Um Girassol no Labirinto do Minotauro

Estava num labirinto, perdido, e nada a mim se definia como um possível destino. E mesmo que eu tivesse desenrolado um novelo de lã pelo caminho, já não optava pelo retorno. O labirinto não era uma prisão, mas uma fuga, e quanto mais eu fugia, mais perdido me encontrava...
Por onde eu fosse, só havia corredores escuros e portas fechadas. Tudo era frio e seco, mas no meu coração um incêndio a esperança queimava. E tanta dor as labaredas do fogo me causavam que, sem pudor, ainda gritava, acreditando que pudessem me ouvir ou, se me ouvissem, que me salvassem do Minotauro que havia em mim, que me tirassem dali, que me devolvessem a alegria e a esperança quais eram consumidas pelo incêndio incontrolável... Nutria-me de corpos pueris que serviam apenas de combustível para a queima do meu coração...
Ninguém que tenha ousado tentar destruir o Minotauro perdido entre as paredes do meu inconsciente jamais conseguiu voltar: perdiam-se todos eles e se desintegravam nas entranhas da minha mente...

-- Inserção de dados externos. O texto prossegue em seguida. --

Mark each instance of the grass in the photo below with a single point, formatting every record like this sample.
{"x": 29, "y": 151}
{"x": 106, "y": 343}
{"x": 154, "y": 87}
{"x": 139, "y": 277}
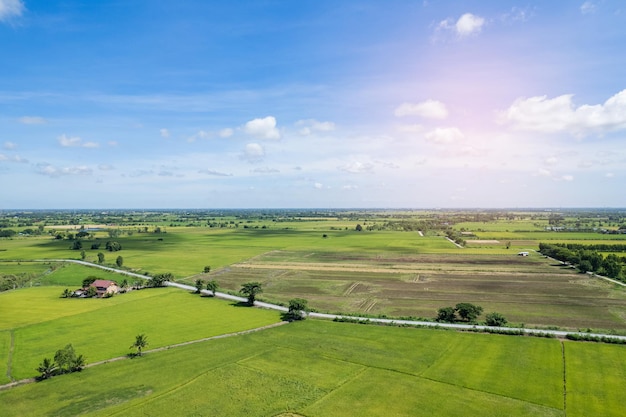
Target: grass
{"x": 596, "y": 378}
{"x": 528, "y": 290}
{"x": 105, "y": 328}
{"x": 316, "y": 368}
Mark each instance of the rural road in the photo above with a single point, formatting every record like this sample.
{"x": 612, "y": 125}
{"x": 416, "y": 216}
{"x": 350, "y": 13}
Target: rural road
{"x": 557, "y": 333}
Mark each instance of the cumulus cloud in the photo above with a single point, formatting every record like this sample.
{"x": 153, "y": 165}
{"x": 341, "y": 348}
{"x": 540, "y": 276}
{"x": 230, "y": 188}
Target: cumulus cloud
{"x": 357, "y": 167}
{"x": 253, "y": 152}
{"x": 201, "y": 134}
{"x": 10, "y": 9}
{"x": 67, "y": 142}
{"x": 226, "y": 133}
{"x": 13, "y": 158}
{"x": 32, "y": 120}
{"x": 466, "y": 25}
{"x": 52, "y": 171}
{"x": 444, "y": 135}
{"x": 309, "y": 126}
{"x": 214, "y": 173}
{"x": 429, "y": 109}
{"x": 265, "y": 170}
{"x": 263, "y": 128}
{"x": 554, "y": 115}
{"x": 588, "y": 7}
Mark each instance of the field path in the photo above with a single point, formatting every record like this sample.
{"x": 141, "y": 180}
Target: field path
{"x": 556, "y": 333}
{"x": 160, "y": 349}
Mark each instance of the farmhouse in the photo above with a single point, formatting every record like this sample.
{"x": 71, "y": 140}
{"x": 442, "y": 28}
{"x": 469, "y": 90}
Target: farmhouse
{"x": 105, "y": 286}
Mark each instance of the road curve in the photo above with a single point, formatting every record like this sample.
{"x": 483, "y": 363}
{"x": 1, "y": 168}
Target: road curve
{"x": 556, "y": 333}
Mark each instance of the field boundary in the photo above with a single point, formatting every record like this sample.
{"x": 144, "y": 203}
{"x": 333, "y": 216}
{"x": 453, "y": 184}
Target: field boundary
{"x": 159, "y": 349}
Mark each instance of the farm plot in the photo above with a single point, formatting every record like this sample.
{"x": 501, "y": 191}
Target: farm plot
{"x": 529, "y": 290}
{"x": 104, "y": 328}
{"x": 317, "y": 368}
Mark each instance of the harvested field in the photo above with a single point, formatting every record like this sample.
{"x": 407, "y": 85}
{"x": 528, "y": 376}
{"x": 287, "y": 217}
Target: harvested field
{"x": 530, "y": 290}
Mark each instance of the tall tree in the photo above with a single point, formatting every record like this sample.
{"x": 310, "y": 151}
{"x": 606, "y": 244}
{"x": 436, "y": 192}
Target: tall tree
{"x": 468, "y": 311}
{"x": 251, "y": 289}
{"x": 297, "y": 306}
{"x": 47, "y": 368}
{"x": 141, "y": 341}
{"x": 212, "y": 286}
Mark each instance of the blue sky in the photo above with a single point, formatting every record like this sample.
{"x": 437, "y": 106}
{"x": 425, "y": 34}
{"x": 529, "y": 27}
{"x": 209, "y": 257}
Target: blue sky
{"x": 312, "y": 103}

Cedo ou tarde, minha consciência despertou e se sobrepôs a todas as instâncias da minha psiquê. Passei a viver o presente: passado e futuro já não existiam... Então, naquele campo árido, santo e tão vasto, minhas emoções um novo devir fertilizaram. Com as águas do meu pranto, o campo verdejava mais a cada instante...
Um frescor anunciava um infindável horizonte de bem-aventurança e de auto-confiança... E a chuva que caía do meu nublado semblante apagava o incêndio daquele sentimentalismo infame...

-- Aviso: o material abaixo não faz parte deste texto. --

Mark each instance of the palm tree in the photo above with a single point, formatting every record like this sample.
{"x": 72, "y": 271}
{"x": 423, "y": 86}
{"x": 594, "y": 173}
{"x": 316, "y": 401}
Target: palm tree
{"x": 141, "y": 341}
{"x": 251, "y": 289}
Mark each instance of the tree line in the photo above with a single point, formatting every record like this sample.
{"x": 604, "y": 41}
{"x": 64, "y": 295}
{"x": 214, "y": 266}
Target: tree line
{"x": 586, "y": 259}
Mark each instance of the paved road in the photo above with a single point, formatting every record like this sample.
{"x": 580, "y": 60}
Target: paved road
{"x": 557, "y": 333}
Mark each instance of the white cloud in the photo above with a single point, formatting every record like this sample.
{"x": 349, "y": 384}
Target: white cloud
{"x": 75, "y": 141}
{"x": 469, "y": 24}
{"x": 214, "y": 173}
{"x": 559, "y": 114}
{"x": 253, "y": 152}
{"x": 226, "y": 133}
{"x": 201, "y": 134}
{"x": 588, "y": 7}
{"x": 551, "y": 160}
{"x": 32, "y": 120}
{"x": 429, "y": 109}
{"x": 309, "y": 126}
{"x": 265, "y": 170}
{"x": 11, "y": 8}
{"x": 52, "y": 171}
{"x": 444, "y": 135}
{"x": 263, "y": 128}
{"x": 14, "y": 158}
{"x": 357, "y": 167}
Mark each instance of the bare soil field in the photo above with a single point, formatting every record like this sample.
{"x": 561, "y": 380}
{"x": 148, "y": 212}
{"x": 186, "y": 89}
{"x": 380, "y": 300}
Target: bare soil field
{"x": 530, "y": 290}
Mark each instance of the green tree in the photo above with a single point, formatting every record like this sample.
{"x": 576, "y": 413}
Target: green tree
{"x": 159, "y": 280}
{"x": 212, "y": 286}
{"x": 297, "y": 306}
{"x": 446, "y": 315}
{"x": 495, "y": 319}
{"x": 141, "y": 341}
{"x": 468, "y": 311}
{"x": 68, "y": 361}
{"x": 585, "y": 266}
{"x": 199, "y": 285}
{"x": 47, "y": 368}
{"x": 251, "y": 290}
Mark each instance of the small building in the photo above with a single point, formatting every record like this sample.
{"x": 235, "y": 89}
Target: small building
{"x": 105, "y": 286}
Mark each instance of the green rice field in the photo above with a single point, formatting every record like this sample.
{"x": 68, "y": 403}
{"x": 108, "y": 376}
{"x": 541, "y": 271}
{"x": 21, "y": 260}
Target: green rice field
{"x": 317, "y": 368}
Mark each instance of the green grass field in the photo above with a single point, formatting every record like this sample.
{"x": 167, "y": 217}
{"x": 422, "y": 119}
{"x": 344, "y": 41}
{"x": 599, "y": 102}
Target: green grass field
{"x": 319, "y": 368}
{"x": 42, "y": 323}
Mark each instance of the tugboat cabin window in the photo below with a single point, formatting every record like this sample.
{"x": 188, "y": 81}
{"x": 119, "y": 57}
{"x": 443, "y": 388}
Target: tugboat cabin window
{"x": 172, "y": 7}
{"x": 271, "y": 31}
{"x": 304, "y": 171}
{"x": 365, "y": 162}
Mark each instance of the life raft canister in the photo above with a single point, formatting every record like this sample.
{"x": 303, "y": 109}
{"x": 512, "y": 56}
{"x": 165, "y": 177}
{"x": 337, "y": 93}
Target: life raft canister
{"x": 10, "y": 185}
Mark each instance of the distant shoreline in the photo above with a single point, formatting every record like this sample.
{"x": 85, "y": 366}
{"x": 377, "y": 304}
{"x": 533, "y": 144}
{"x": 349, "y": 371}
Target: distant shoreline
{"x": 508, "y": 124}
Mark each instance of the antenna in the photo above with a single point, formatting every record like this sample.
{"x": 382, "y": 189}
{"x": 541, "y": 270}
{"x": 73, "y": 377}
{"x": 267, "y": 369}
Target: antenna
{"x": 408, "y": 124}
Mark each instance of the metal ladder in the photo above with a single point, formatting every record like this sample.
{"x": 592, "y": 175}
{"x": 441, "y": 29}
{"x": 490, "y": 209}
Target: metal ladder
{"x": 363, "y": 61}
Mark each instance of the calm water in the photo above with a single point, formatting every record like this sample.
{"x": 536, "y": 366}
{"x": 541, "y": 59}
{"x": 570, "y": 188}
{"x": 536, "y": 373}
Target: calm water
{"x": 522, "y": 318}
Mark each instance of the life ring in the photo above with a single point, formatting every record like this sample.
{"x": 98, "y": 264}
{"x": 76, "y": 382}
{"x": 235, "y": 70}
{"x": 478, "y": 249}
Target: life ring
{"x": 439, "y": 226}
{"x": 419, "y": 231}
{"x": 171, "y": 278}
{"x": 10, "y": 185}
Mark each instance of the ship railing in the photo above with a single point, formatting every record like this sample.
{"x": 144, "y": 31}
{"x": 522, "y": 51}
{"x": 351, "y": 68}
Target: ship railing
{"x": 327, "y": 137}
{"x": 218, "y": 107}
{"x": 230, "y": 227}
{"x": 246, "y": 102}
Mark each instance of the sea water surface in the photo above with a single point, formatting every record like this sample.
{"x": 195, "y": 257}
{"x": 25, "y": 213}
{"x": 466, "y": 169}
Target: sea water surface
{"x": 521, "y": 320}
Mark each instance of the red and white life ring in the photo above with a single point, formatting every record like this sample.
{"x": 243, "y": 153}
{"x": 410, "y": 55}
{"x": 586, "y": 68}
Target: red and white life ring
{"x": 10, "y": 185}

O Minotauro de outrora perdido agora era esquecido - aquele ser já não existia. Depois de sofrer a fúria da injustiça pude entender que ele não era meu ser...
Tornei-me presente. Situei-me no novo devir até que vi, à minha frente, um lindo girassol se destacando na natureza, resplandecente...
Caminhei lentamente para perto da flor. Era fim do dia e lâmpadas frias se acendiam. Olhei para trás e vi que misteriosamente as paredes do labirinto haviam se transformado em estantes de livros. Logo deduzi que estava em outra esfera da vida. Percebi que o girassol era Clítia, uma deusa grega antiga - em qualquer jardim, a flor mais linda!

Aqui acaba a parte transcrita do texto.